Spectacle d'après Stefan Szweig, adapté par Jean-Luc Giorno, mis en scène par Yves Patrick Grima, avec Nicole Giorno et Jean-Luc Giorno.

Moins connue que "Lettre d'une inconnue", "Le Bouquiniste Mendel" est une autre des nouvelles de Stefan Zweig, où il prouve qu'il était aussi un maître du genre et pas seulement un grand biographe et un romancier hors pair.

Jean-Luc Giorno l'a adaptée sans faute de goût et joue, dans un frac qui lui donne un air de Monsieur Loyal chic, le narrateur qui va raconter l'existence tragique de Jakob Mendel. C'est en errant dans Vienne qu'il retrouve le grand café où jadis, c'est-à-dire bien avant la première guerre mondiale, il avait croisé le bouquiniste à sa grande époque. Dans ce retour en arrière, où le vieil homme revoit sa jeunesse... il retrouve, cette fois vivante, une autre vieille connaissance : Madame Sporschil, qui s'occupait des lavabos.
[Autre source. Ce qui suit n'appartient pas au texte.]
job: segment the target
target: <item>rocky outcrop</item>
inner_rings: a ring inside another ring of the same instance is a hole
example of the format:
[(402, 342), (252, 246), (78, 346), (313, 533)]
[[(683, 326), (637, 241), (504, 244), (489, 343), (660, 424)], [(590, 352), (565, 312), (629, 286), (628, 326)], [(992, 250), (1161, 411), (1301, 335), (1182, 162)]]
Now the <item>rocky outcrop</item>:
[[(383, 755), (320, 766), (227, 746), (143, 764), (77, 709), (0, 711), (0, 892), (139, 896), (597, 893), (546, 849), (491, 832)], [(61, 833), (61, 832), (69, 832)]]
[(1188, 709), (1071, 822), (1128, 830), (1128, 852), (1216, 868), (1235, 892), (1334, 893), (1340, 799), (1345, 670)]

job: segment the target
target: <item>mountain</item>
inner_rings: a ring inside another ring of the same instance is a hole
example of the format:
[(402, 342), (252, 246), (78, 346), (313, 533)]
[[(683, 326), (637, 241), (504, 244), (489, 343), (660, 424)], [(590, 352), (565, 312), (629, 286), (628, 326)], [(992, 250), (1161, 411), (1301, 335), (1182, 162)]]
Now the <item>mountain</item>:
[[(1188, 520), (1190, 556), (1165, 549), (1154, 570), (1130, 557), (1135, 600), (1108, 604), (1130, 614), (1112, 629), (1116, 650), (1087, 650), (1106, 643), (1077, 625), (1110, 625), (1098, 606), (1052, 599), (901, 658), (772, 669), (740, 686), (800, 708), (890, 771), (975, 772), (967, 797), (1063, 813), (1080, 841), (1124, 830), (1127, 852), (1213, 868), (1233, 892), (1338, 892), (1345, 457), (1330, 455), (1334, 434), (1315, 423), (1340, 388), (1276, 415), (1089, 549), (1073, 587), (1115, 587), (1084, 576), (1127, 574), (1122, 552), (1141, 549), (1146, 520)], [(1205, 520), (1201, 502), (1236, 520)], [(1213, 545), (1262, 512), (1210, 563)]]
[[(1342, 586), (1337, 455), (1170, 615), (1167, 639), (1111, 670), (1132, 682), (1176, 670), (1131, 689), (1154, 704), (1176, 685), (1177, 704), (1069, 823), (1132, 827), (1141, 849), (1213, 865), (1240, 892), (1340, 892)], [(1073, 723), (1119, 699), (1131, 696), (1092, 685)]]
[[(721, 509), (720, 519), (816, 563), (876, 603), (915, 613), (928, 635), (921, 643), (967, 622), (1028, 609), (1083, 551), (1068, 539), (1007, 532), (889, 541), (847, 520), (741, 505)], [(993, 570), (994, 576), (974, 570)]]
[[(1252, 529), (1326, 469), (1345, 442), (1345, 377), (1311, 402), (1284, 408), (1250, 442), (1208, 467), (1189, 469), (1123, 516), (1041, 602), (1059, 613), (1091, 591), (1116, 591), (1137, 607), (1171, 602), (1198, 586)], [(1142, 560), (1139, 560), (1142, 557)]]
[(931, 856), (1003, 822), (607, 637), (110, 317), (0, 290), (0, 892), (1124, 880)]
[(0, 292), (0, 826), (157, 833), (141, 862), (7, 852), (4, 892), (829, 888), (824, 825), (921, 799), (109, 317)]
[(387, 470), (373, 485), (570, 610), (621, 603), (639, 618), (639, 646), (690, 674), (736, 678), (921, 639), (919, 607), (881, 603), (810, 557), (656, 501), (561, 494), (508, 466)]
C'est Nicole Giorno qui l'interprète et qui est chargée de conter la fin pitoyable de ce "magnifique", de cet érudit autodidacte qui était à lui seul une bibliothèque et dont l'inéluctable éviction de son quartier général, marquera la fin d'une époque, peut-être celle de la Vienne impériale et de sa culture étincelante.

Un moment, fort émouvant, Jean-Louis Giorno quittera son frac pour faire revivre le bouquiniste dans toute sa judéité.

Avec peu d'éléments, Yves Patrick Grima réussit une mise en scène d'une grande clarté. Le narrateur va et vient derrière le rideau noir qui occupe l'arrière de la scène. Il réapparait en Mendel ou est remplacé un bref moment par la dame pipi du café.

Le spectacle est bref mais intense, roboratif. Le récit est dense et l'évocation du personnage sans lourdeur. Tout le charme nostalgique de l'auteur du "Joueur d'échecs" est présent dans la composition de Jean-Louis Giorno. Merveilleux conteur, il aurait pu même se dispenser de faire intervenir Mendel et la vieille servante tant il captive l'auditoire. Mais, les deux autres présences assurent la théâtralité de l'entreprise, ajoute de l'humanité à l'ensemble. Ce n'est pas un exercice de style pour prouver la qualité du texte de la nouvelle, mais la création, voire la re-création, de tout un monde disparu avec une extrême simplicité qui apporte au spectacle une vraie grâce et une indiscutable émotion.